DOI

10.17077/etd.jyl5xew4

Document Type

Dissertation

Date of Degree

Fall 2016

Access Restrictions

Access restricted until 02/23/2019

Degree Name

PhD (Doctor of Philosophy)

Degree In

Biostatistics

First Advisor

Jian Huang

First Committee Member

Joseph Cavanaugh

Second Committee Member

Kai Wang

Third Committee Member

Michael Jones

Fourth Committee Member

Patrick Breheny

Fifth Committee Member

Jian Huang

Abstract

Due to the rapid development and growing need for information technologies, more and more researchers start to focus on high-dimensional data. Much work has been done on problems like point estimation possessing oracle inequalities, coefficient estimation, variable selection in high-dimensional regression models. However, with respect to the statistical inference for the regression coefficients, there have been few studies. Therefore, we propose a regularized efficient score estimation and testing (RESET) approach for treatment effects in the presence of nuisance parameters, either low-dimensional or high-dimensional, in generalized linear models (GLMs). Based on the RESET method, we are also able to develop another two-step approach related to the same problem.

The RESET approach is based on estimating the efficient score function of the treatment parameters. This means we are trying to remove the influence of nuisance parameters on the treatment parameters and construct an efficient score function which could be used for estimating and testing for the treatment effect. The RESET approach can be used in both low-dimensional and high-dimensional settings. As the simulation results show, it is comparable with the commonly used maximum likelihood estimators in most low-dimensional cases. We will prove that the RESET estimator is consistent under some regularity conditions, either in the low-dimensional or the high-dimensional linear models. Also, it is shown that the efficient score function of the treatment parameters follows a chi-square distribution, based on which the regularized efficient score tests are constructed to test for the treatment effect, in both low-dimensional and high-dimensional GLMs.

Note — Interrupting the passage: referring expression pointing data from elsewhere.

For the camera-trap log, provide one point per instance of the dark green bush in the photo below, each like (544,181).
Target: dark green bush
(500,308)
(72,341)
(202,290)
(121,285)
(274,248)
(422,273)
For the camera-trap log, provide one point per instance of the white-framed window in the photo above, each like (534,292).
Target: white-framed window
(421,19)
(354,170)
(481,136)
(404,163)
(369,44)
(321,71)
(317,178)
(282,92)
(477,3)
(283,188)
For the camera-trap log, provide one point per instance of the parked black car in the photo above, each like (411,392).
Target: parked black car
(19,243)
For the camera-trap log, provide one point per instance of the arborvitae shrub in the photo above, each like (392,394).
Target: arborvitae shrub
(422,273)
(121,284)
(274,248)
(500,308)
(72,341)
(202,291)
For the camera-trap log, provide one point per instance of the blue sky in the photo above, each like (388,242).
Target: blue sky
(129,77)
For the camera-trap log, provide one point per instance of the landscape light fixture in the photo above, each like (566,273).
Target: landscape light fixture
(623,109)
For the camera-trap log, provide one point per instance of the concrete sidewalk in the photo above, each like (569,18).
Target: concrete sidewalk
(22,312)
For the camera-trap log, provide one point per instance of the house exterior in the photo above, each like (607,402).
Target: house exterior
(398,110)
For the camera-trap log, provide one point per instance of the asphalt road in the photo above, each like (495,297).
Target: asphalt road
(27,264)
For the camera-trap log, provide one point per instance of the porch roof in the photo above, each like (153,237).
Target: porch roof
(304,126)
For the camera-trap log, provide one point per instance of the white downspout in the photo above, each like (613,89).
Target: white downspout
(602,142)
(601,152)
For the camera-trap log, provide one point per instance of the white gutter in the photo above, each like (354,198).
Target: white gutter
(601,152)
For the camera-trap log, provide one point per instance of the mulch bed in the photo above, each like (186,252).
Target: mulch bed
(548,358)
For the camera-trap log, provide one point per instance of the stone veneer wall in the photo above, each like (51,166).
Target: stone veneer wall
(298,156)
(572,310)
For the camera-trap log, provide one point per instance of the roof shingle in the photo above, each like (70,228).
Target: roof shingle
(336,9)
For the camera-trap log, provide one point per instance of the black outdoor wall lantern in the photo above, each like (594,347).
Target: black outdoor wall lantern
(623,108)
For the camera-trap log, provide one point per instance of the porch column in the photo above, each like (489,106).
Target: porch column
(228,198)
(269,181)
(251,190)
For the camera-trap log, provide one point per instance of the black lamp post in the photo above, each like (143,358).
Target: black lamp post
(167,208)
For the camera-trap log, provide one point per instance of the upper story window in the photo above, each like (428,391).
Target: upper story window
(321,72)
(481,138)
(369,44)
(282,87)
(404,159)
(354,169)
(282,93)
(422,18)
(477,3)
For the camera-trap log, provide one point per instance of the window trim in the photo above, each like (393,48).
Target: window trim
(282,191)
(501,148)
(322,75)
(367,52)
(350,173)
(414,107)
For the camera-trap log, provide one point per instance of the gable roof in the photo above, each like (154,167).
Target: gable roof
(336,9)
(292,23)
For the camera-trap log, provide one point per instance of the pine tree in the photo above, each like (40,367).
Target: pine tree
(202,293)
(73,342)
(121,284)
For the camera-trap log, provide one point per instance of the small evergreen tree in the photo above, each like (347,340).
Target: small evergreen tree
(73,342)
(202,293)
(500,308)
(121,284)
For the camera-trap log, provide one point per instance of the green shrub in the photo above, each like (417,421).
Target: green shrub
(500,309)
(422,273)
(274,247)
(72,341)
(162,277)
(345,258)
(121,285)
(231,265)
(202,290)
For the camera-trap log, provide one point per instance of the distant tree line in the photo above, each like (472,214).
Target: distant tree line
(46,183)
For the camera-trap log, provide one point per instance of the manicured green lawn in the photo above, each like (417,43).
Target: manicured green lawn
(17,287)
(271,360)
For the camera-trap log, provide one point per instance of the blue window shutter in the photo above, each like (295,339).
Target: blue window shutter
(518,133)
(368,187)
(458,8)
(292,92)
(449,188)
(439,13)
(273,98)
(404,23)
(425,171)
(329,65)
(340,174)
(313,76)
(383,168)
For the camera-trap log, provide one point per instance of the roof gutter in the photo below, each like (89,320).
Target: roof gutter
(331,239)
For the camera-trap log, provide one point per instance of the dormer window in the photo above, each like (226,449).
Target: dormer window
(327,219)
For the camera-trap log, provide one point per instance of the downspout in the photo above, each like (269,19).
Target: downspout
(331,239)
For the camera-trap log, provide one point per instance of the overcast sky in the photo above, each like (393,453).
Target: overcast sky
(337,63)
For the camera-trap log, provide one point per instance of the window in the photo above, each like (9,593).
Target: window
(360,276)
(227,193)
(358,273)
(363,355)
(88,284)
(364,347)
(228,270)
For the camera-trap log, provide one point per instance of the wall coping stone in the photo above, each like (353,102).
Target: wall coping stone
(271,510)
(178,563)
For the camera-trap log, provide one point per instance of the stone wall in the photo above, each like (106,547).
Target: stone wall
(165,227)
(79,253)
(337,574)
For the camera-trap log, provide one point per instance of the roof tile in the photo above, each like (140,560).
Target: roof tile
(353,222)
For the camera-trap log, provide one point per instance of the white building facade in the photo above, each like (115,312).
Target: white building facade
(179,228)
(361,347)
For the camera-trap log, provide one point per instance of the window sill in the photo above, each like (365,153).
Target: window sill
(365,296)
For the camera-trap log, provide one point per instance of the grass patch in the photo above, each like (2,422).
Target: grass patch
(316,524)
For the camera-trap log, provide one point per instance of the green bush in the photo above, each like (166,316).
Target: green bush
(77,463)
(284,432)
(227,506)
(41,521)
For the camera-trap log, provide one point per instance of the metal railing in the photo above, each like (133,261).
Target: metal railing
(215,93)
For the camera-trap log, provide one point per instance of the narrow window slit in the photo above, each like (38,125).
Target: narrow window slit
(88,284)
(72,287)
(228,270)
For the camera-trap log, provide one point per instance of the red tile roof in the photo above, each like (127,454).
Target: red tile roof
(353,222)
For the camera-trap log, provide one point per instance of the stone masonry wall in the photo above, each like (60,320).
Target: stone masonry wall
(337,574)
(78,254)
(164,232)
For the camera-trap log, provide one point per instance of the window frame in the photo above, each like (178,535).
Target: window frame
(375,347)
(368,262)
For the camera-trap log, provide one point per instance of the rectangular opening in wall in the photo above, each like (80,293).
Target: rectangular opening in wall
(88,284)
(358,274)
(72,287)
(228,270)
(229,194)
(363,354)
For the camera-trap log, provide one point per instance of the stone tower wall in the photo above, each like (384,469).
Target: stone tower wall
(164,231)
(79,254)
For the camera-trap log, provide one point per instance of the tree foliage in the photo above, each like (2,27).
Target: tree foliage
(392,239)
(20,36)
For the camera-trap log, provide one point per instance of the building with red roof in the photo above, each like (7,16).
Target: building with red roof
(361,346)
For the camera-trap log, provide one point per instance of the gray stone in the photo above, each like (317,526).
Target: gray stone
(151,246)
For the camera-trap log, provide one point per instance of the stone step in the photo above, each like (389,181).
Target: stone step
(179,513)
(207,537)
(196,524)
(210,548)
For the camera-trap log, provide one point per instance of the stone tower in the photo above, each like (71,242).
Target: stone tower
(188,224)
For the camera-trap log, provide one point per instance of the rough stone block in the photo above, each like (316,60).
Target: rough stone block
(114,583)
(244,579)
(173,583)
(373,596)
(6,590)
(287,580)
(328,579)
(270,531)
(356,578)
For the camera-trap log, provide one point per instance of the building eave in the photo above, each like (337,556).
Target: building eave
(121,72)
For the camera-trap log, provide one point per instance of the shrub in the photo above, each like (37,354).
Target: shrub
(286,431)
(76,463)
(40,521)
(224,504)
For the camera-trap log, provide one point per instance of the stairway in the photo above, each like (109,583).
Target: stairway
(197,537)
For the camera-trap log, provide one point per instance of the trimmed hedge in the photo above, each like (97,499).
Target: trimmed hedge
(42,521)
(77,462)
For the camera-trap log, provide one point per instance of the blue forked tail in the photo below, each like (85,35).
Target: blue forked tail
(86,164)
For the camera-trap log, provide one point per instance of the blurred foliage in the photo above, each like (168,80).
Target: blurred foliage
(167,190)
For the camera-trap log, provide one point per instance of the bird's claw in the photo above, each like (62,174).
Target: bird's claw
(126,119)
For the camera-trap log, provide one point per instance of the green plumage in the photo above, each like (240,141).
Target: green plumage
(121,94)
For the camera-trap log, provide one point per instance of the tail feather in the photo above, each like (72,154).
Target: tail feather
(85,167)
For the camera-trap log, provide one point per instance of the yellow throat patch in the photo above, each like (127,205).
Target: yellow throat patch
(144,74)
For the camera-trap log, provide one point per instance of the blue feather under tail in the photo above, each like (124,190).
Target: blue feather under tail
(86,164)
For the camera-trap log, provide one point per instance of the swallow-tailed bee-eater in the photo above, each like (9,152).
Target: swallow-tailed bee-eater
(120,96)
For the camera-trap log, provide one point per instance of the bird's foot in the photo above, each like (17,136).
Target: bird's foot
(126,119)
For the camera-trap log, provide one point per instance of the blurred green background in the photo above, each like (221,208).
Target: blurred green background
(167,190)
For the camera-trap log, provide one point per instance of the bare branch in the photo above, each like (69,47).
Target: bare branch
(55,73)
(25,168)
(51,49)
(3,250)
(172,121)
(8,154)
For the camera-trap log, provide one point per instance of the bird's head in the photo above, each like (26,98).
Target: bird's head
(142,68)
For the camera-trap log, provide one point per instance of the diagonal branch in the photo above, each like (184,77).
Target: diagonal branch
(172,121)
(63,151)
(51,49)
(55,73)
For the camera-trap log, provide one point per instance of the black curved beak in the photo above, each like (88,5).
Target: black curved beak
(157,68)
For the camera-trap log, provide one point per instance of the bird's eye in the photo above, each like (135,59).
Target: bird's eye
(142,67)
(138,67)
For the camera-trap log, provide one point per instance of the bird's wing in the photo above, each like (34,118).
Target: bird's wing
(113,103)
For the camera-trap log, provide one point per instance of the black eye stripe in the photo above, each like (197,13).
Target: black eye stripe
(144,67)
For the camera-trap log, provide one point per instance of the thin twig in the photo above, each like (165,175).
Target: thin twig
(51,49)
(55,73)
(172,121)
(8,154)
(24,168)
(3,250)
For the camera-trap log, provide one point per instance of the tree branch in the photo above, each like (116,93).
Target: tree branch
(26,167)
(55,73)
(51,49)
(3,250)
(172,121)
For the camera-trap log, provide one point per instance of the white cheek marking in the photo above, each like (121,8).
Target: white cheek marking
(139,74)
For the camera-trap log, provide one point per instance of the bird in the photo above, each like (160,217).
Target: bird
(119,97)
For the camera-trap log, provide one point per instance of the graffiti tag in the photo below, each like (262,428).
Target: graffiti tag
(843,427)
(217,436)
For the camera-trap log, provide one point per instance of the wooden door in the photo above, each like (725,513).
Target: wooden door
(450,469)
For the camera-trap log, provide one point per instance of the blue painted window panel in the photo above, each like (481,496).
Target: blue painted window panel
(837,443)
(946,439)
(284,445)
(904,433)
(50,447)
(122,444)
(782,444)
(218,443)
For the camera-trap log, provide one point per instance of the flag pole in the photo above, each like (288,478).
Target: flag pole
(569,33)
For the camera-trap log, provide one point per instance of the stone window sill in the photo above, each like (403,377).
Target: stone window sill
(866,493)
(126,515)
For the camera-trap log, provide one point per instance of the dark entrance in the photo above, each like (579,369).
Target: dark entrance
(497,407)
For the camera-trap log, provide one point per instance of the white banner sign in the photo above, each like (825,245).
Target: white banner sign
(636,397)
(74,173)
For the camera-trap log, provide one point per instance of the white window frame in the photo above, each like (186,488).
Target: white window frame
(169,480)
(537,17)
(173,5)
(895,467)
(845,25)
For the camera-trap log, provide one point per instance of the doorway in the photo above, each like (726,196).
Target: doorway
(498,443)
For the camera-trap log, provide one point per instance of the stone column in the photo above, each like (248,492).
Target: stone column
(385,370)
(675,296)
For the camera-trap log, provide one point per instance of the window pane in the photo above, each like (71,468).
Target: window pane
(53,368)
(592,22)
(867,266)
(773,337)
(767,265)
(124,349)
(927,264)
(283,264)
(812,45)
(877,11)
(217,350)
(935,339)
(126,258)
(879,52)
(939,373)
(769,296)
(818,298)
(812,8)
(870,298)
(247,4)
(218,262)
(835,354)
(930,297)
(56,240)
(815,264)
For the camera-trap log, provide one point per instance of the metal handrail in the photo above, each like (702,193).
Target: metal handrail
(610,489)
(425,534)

The two-step approach is mainly used for high-dimensional inference. It combines the RESET approach with a first step of selecting "promising" variables for the purpose of reducing the dimension of the regression model. The minimax concave penalty is adopted for its oracle property, which means it tends to choose "correct" variables asymptotically. The simulation results show that some improvement is still required for this approach, which will be part of our future research direction.

Finally, both the RESET and the two-step approaches are implemented with a real data example to demonstrate their application, followed by a conclusion for all the problems investigated here and a discussion for the directions of future research.

Public Abstract

Due to the rapid development and growing need for information technologies, researchers often encounter high-dimensional data (data with more parameters to estimate than observations). One of the main problems they face is estimating the effect of a specific factor on a response variable while controlling for the influence of other factors. With respect to this problem, there have been few studies. In order to tackle this challenge, we propose a new approach based on likelihood theory but combined with parameter penalization. This approach is called the regularized efficient score estimation and testing (RESET) approach.

In this dissertation, the methodology and asymptotic properties of RESET are presented in detail. In order to study its finite sample performance, simulation studies are also implemented to compare RESET with other estimation and testing methods in both low-dimensional and high-dimensional generalized linear models. Under the simulation studies, RESET shows both advantages and disadvantages over the other approaches.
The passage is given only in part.